Lo spettatore assiste ad una farsa senza che di essa venga omesso il benché minimo dettaglio. Si racconta una storia costruita interamente sulla menzogna con lo stesso tono con cui verrebbe affrontata la più vera delle vicende. La colonna sonora è l’emblema di tutto ciò. Non compaiono musiche se non quelle che i protagonisti fanno partire dall’autoradio o dal giradischi (soltanto in un paio di occasioni).
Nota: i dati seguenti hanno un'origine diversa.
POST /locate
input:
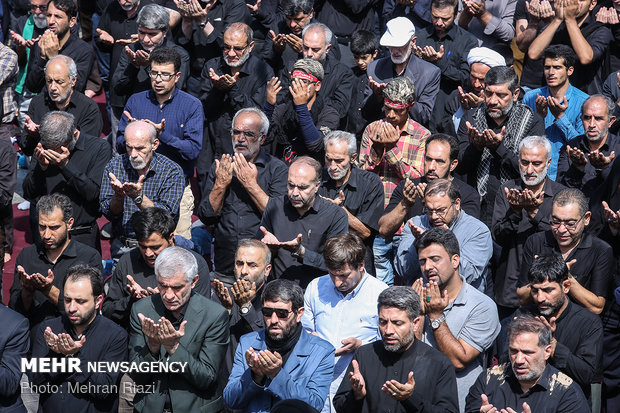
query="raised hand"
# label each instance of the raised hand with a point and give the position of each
(243, 293)
(222, 294)
(358, 384)
(224, 170)
(168, 336)
(274, 87)
(599, 161)
(399, 391)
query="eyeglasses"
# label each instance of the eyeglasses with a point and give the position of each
(235, 48)
(280, 312)
(163, 76)
(570, 225)
(439, 211)
(304, 81)
(247, 134)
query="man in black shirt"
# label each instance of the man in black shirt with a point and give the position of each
(238, 188)
(71, 163)
(40, 269)
(81, 333)
(358, 192)
(489, 137)
(296, 226)
(134, 276)
(585, 160)
(399, 372)
(522, 208)
(244, 299)
(60, 76)
(590, 260)
(528, 383)
(577, 343)
(59, 39)
(338, 80)
(440, 159)
(231, 82)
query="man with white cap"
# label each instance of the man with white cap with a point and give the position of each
(480, 61)
(400, 39)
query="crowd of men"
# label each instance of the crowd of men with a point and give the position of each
(313, 206)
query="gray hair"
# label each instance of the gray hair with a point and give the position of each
(153, 17)
(571, 196)
(264, 121)
(140, 124)
(48, 203)
(57, 128)
(316, 26)
(174, 260)
(311, 67)
(294, 7)
(254, 243)
(530, 142)
(401, 90)
(241, 27)
(611, 105)
(402, 298)
(530, 324)
(66, 60)
(342, 136)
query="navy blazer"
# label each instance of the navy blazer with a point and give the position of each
(14, 344)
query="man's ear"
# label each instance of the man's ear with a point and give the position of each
(453, 164)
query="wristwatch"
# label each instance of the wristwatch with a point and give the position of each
(138, 200)
(245, 309)
(436, 323)
(295, 254)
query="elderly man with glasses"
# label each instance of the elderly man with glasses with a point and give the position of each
(442, 208)
(178, 118)
(589, 259)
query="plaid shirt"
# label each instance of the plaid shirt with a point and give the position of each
(163, 184)
(403, 160)
(8, 80)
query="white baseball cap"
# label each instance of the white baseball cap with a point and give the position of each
(399, 31)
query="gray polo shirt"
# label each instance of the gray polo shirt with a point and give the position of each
(473, 317)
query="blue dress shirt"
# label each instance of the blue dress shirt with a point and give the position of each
(559, 131)
(181, 139)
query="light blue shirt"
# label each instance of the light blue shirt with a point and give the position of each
(334, 316)
(559, 131)
(475, 244)
(472, 317)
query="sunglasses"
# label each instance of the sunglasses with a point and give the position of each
(280, 312)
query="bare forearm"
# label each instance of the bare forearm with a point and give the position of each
(580, 44)
(216, 197)
(526, 36)
(357, 225)
(450, 346)
(586, 298)
(259, 197)
(390, 222)
(543, 40)
(116, 205)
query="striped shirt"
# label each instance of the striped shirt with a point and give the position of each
(403, 160)
(163, 184)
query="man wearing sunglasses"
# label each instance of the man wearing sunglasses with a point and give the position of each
(177, 116)
(589, 259)
(442, 208)
(283, 361)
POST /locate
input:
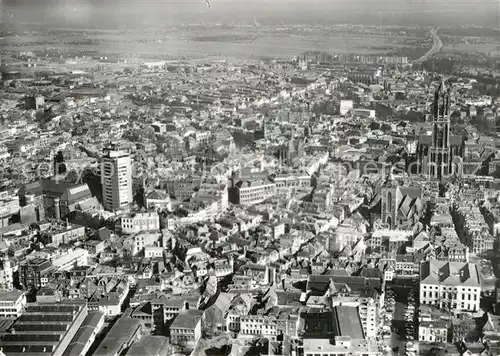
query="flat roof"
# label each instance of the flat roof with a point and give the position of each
(346, 322)
(83, 334)
(187, 319)
(10, 296)
(149, 345)
(120, 335)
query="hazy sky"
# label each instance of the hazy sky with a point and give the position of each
(130, 13)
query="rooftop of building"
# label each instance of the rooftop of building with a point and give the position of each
(120, 334)
(187, 319)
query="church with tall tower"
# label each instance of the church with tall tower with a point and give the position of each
(440, 154)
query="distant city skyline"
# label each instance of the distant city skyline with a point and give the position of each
(123, 13)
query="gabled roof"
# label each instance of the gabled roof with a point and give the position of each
(449, 273)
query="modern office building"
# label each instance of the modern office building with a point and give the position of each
(116, 179)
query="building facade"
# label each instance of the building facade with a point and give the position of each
(116, 179)
(441, 154)
(450, 285)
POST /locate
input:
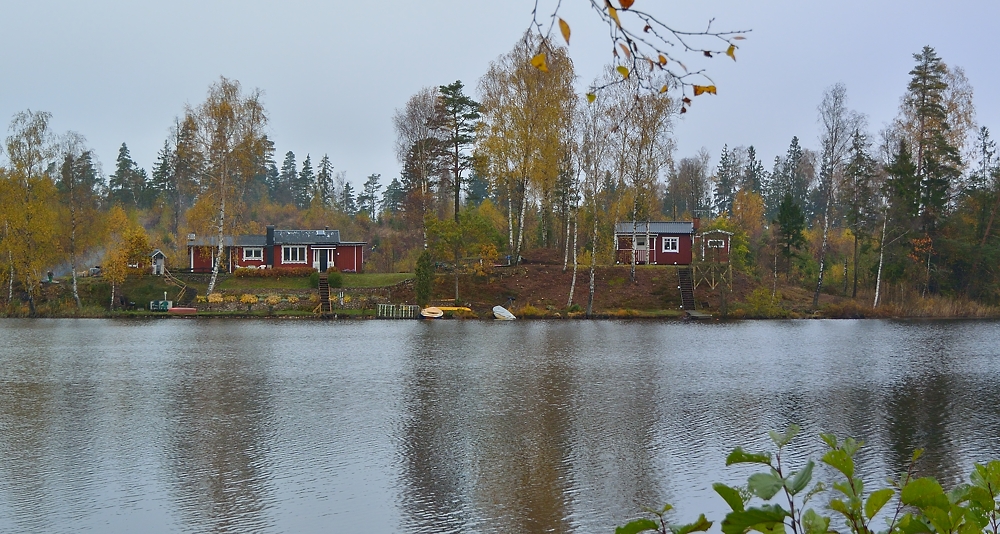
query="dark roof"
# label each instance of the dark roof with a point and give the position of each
(307, 237)
(658, 227)
(281, 237)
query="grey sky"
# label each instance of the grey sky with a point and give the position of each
(333, 72)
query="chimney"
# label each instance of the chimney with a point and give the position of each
(269, 246)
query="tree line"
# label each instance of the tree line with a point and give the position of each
(527, 162)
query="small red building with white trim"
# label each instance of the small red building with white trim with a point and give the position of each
(655, 243)
(319, 249)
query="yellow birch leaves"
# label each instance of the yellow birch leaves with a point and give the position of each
(564, 28)
(539, 62)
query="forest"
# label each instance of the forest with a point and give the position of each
(522, 161)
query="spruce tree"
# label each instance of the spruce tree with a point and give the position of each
(128, 185)
(727, 177)
(791, 225)
(368, 199)
(392, 200)
(287, 179)
(324, 182)
(304, 183)
(456, 117)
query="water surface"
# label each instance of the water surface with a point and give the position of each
(452, 426)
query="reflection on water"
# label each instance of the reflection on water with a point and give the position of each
(450, 426)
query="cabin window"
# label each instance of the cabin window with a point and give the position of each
(293, 254)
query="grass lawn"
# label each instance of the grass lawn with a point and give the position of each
(285, 282)
(374, 279)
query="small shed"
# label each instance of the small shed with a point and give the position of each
(157, 262)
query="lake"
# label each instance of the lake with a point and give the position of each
(187, 425)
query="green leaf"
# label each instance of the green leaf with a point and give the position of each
(639, 525)
(701, 525)
(801, 480)
(923, 493)
(838, 505)
(813, 523)
(841, 461)
(764, 485)
(765, 516)
(740, 456)
(730, 495)
(877, 500)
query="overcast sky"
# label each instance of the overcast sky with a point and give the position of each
(333, 72)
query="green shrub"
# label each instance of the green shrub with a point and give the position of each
(273, 273)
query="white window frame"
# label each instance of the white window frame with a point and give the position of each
(294, 254)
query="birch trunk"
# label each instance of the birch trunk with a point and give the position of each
(593, 260)
(881, 257)
(822, 251)
(221, 246)
(572, 283)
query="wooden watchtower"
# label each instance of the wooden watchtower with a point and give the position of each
(711, 266)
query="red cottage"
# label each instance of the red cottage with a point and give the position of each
(655, 243)
(320, 249)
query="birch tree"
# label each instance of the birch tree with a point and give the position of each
(229, 132)
(525, 112)
(78, 186)
(838, 123)
(28, 203)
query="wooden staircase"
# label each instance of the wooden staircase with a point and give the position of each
(687, 288)
(186, 294)
(325, 306)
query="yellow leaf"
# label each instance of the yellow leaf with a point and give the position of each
(563, 27)
(628, 53)
(614, 14)
(539, 62)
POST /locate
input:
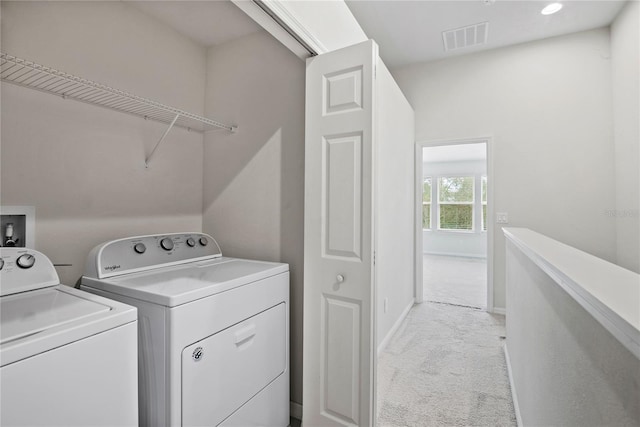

Una delle canzoni che si sentono è Fly me to the moon di Frank Sinatra, presentata come la voce del nonno dei ragazzi che, tramite la “traduzione” simultanea del padre, li incita a rispettare i loro genitori e il contesto nel quale vivono. Insomma, uno dei pezzi più onirici del già di per sé fantasmagorico interprete americano, diventa così il più banale dei lavaggi del cervello che la consolidata dittatura pratica nei confronti dei suoi oppressi.
Dramma, brividi, satira, pessimismo, Dogtooth è tutto questo e molto di più. Un’opera che fa male ma che al contempo attira lo spettatore, che, come il più volgare dei guardoni, non può fare a meno di contemplare, impotente ma nemmeno volenteroso di interferire, una tragedia moderna, senza dubbio la migliore che Lanthimos (insieme al co-sceneggiatore Efthymis Filippou) ha architettato finora. Il primo passo (ma anche grande balzo) del più efficace erede di Eschilo, Sofocle ed Euripide.